The deadly virus has no cure, but a local infectious disease expert said the virus does not spread as easily as some others.

Click here for Sunday's coverage.

Doctors in the U.S. are on alert, but Dr. Christopher Polk an infectious-disease specialist with Carolinas HealthCare System, said even if the deadly Ebola virus reached the U.S., it likely would not spread as much as it has in places like Liberia.
 
Polk said concern about a rapid spread of the Ebola virus in the country is mostly unsubstantiated.
 
"Individuals really need to be in direct contact with individuals who are symptomatic," Polk said, adding Ebola spreads when a person comes into contact with the bodily fluids of an infected person.
 
That person must also already show symptoms of Ebola, like an initial fever or sore throat, Polk said.
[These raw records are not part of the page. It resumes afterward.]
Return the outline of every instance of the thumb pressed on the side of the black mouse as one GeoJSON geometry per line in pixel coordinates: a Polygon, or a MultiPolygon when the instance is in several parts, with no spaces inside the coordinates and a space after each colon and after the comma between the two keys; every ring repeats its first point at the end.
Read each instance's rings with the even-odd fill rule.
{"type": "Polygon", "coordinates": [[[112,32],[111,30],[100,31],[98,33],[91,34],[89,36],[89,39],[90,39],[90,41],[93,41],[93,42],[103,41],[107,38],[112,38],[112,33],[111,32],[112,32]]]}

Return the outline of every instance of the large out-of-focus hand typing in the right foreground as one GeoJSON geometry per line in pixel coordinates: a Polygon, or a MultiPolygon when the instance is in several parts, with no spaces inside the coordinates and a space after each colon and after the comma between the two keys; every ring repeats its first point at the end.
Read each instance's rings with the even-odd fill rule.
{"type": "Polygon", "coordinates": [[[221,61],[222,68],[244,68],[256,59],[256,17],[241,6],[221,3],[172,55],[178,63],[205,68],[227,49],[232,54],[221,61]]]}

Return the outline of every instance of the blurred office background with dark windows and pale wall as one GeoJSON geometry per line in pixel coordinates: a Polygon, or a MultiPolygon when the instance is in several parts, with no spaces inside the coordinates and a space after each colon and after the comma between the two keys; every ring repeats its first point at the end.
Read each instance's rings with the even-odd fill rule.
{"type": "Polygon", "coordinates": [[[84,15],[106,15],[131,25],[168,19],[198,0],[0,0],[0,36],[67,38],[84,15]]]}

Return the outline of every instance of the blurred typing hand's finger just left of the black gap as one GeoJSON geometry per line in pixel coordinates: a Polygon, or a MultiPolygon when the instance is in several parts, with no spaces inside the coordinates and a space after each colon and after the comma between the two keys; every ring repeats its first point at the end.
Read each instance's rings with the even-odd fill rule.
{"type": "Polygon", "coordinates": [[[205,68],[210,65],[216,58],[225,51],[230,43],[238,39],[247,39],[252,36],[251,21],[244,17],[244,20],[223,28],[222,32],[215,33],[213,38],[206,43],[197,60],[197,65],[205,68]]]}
Charlottean Nancy Writebol, a missionary helping to eradicate the deadly virus in Liberia, is one of two Americans to contract Ebola.
 
"A lot of the difficulties in containing this outbreak in West Africa center on infection control measures," Polk said.
 
In West Africa, several patients often share a room and despite efforts to mitigate the spread, Polk said the hygiene precautions and sanitation measures taken in the western world are less prevalent in places like western Africa.
 
Missionaries like Writebol know there is no cure for the virus, which by some estimates has a 90 percent fatality rate.
 
You're treated with supportive measures, meaning fluids, replacing electrolytes and trying to support your body through the illness," said Polk, who added the sooner a person gets help, the better.
 
Measures are now being taken in western Africa to stop the further spread of the virus.
 
Polk said there is about a week incubation period between exposure to Ebola and the time when symptoms start developing.

Ebola hemorrhagic fever is a severe, often fatal disease in humans and nonhuman primates (such as monkeys, gorillas, and chimpanzees), according to the Centers for Disease Control.

Infection often spreads between humans because of direct contact with blood or other secretions of an infected person or exposure to objects that have been contaminated.

During outbreaks, Ebola can spread quickly within heath care settings, according to the CDC.